Кошха успокоилась так же внезапно, как вспылила, и спрыгнула на пол. Искры пропали, шерсть улеглась, а голос снова стал тихим и чуть равнодушным.
- Ты получил, что хотел, бард Кириан. Свинильда выходит за тебя замуж. Ты счастлив?
- Да!!! – назло то ли Кробх Дерг, то ли самому себе яростно выкрикнул менестрель.
- Вот и хорошо. Прощай.
- Но!.. Но… но ты… я… - потрясенный, оглушенный, раздавленный неожиданным поворотом, преодолевая боль в растревоженных душе и теле, Кириан рванулся к гостье – но та пропала, словно была всего лишь очередным наваждением последних дней – как это ненужное рыцарство, дурацкий замок, нелепая женитьба…

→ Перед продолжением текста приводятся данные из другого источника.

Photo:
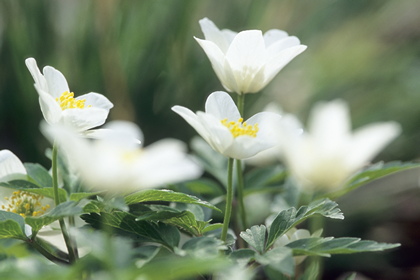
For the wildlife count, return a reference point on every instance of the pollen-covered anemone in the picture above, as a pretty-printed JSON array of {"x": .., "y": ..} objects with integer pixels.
[
  {"x": 225, "y": 130},
  {"x": 58, "y": 104}
]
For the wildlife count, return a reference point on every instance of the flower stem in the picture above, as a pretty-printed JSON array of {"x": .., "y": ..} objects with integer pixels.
[
  {"x": 229, "y": 198},
  {"x": 242, "y": 212},
  {"x": 66, "y": 236},
  {"x": 239, "y": 173}
]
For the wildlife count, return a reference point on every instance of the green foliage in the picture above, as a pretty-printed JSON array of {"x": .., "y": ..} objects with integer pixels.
[
  {"x": 166, "y": 196},
  {"x": 325, "y": 247},
  {"x": 373, "y": 172},
  {"x": 289, "y": 218},
  {"x": 12, "y": 225}
]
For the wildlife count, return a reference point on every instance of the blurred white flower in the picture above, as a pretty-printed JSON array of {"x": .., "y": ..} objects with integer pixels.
[
  {"x": 247, "y": 61},
  {"x": 329, "y": 152},
  {"x": 295, "y": 234},
  {"x": 10, "y": 166},
  {"x": 273, "y": 154},
  {"x": 58, "y": 104},
  {"x": 115, "y": 161},
  {"x": 223, "y": 128}
]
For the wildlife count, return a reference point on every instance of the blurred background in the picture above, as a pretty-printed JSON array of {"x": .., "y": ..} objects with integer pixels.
[{"x": 142, "y": 56}]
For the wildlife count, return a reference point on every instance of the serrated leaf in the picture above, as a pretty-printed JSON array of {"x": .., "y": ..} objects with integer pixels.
[
  {"x": 279, "y": 259},
  {"x": 126, "y": 222},
  {"x": 289, "y": 218},
  {"x": 187, "y": 222},
  {"x": 370, "y": 174},
  {"x": 166, "y": 196},
  {"x": 12, "y": 225},
  {"x": 203, "y": 247},
  {"x": 66, "y": 209},
  {"x": 255, "y": 236},
  {"x": 329, "y": 245},
  {"x": 243, "y": 256},
  {"x": 39, "y": 174}
]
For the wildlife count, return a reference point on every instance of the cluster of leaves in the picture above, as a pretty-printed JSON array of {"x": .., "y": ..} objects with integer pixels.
[{"x": 135, "y": 235}]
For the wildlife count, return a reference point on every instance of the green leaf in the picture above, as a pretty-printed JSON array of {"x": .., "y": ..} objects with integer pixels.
[
  {"x": 279, "y": 259},
  {"x": 167, "y": 196},
  {"x": 203, "y": 247},
  {"x": 187, "y": 222},
  {"x": 27, "y": 186},
  {"x": 325, "y": 247},
  {"x": 243, "y": 256},
  {"x": 126, "y": 222},
  {"x": 12, "y": 225},
  {"x": 289, "y": 218},
  {"x": 255, "y": 237},
  {"x": 66, "y": 209},
  {"x": 370, "y": 174},
  {"x": 39, "y": 174},
  {"x": 82, "y": 195},
  {"x": 265, "y": 179}
]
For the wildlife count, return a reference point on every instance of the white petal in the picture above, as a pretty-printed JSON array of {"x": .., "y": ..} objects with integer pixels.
[
  {"x": 247, "y": 50},
  {"x": 84, "y": 119},
  {"x": 36, "y": 74},
  {"x": 274, "y": 35},
  {"x": 57, "y": 83},
  {"x": 221, "y": 105},
  {"x": 282, "y": 45},
  {"x": 368, "y": 141},
  {"x": 10, "y": 165},
  {"x": 193, "y": 120},
  {"x": 330, "y": 125},
  {"x": 213, "y": 34},
  {"x": 49, "y": 106},
  {"x": 96, "y": 100}
]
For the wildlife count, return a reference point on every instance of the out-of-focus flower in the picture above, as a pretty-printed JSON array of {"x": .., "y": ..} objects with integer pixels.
[
  {"x": 295, "y": 234},
  {"x": 247, "y": 61},
  {"x": 224, "y": 129},
  {"x": 10, "y": 166},
  {"x": 115, "y": 161},
  {"x": 273, "y": 154},
  {"x": 329, "y": 153},
  {"x": 58, "y": 104}
]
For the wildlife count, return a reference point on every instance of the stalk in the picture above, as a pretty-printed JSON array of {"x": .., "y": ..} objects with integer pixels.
[
  {"x": 66, "y": 236},
  {"x": 229, "y": 199}
]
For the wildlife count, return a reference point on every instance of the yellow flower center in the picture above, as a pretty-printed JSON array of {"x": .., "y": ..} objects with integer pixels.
[
  {"x": 240, "y": 128},
  {"x": 25, "y": 204},
  {"x": 67, "y": 101}
]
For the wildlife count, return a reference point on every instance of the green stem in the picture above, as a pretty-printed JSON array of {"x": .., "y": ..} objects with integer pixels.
[
  {"x": 45, "y": 253},
  {"x": 66, "y": 236},
  {"x": 229, "y": 198},
  {"x": 242, "y": 212}
]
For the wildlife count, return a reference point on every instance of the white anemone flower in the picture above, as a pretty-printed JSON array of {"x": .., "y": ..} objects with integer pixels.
[
  {"x": 226, "y": 132},
  {"x": 247, "y": 61},
  {"x": 58, "y": 104},
  {"x": 115, "y": 161},
  {"x": 325, "y": 156}
]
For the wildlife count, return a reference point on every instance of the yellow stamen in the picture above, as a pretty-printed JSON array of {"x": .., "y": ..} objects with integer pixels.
[
  {"x": 25, "y": 204},
  {"x": 67, "y": 101},
  {"x": 240, "y": 128}
]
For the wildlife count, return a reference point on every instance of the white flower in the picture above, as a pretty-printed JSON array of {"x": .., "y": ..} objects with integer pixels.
[
  {"x": 223, "y": 128},
  {"x": 329, "y": 153},
  {"x": 10, "y": 166},
  {"x": 247, "y": 61},
  {"x": 58, "y": 104},
  {"x": 116, "y": 162}
]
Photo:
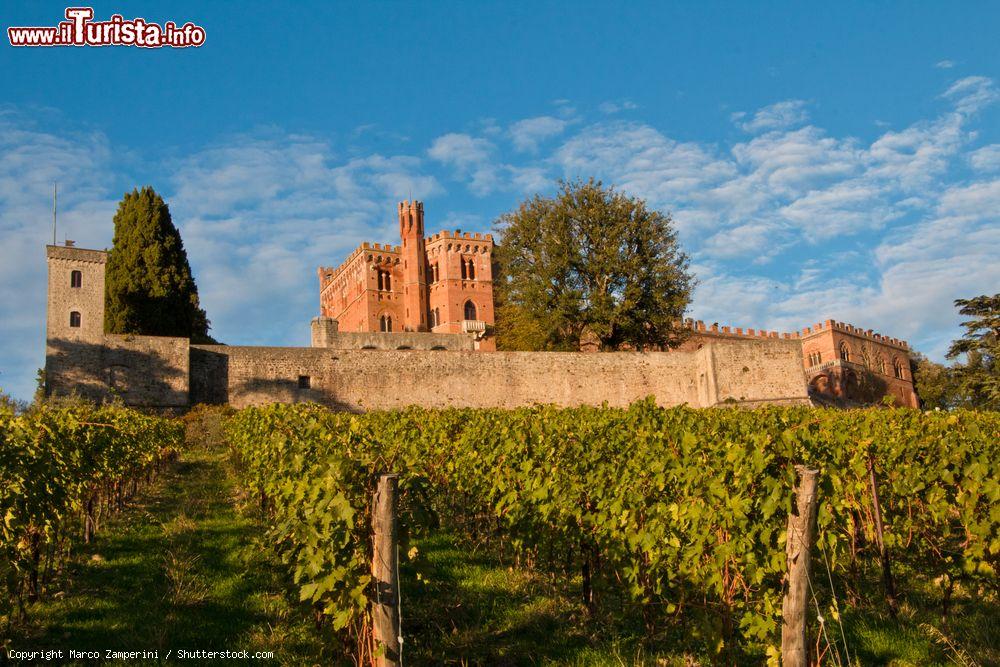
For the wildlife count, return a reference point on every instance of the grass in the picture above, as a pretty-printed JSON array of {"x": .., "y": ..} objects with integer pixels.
[
  {"x": 183, "y": 568},
  {"x": 177, "y": 570}
]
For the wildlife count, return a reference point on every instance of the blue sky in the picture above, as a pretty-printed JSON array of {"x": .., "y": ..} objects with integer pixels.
[{"x": 820, "y": 162}]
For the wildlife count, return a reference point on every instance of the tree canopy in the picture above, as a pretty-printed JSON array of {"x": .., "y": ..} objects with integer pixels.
[
  {"x": 979, "y": 376},
  {"x": 589, "y": 262},
  {"x": 149, "y": 288}
]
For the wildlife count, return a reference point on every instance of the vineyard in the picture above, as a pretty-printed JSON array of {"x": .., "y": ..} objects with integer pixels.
[
  {"x": 679, "y": 513},
  {"x": 63, "y": 471},
  {"x": 665, "y": 525}
]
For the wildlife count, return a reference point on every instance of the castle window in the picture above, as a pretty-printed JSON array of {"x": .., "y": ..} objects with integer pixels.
[{"x": 384, "y": 281}]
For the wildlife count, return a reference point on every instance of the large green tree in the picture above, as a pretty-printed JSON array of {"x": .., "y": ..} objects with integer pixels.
[
  {"x": 934, "y": 383},
  {"x": 149, "y": 288},
  {"x": 589, "y": 263},
  {"x": 979, "y": 375}
]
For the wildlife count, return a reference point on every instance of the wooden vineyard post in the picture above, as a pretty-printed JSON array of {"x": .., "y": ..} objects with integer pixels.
[
  {"x": 385, "y": 601},
  {"x": 887, "y": 582},
  {"x": 801, "y": 528}
]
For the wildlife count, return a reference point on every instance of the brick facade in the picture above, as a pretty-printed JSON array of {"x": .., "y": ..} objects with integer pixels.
[
  {"x": 441, "y": 284},
  {"x": 363, "y": 368}
]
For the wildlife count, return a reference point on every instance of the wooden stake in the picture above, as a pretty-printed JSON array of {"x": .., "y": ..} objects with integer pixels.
[
  {"x": 801, "y": 528},
  {"x": 887, "y": 581},
  {"x": 385, "y": 585}
]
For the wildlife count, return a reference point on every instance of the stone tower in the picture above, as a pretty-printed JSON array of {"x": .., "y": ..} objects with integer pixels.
[
  {"x": 75, "y": 309},
  {"x": 414, "y": 256}
]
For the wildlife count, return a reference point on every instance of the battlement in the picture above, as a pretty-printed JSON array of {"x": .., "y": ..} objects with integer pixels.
[
  {"x": 698, "y": 326},
  {"x": 459, "y": 234},
  {"x": 75, "y": 254}
]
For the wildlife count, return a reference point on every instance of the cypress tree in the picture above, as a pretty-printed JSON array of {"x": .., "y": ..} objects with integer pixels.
[{"x": 149, "y": 289}]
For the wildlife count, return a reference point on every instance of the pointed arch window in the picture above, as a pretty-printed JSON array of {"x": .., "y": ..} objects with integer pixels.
[{"x": 384, "y": 281}]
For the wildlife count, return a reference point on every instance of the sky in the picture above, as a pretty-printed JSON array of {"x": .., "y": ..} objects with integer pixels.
[{"x": 819, "y": 162}]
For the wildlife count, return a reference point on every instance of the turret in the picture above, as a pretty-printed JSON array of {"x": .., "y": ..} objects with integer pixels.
[{"x": 411, "y": 230}]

И тут он понял, чего ему в последние дни не хватало.
Себя.
Этот человек, прыгающий из окон, разбрасывающий противников направо и налево, скачущий в доспехах на коне, решающий проблемы заводнения болот и зарыбления полей, раскидывающий существующие и несуществующие деньги на капризы нелюбимой женщины, был не он. Он не знал этого человека и, по правде говоря, не хотел знать. Настоящий он остался там, в маленькой квартирке на самой вершине холма, сидеть на подоконнике, смотреть на крыши и писать стихи.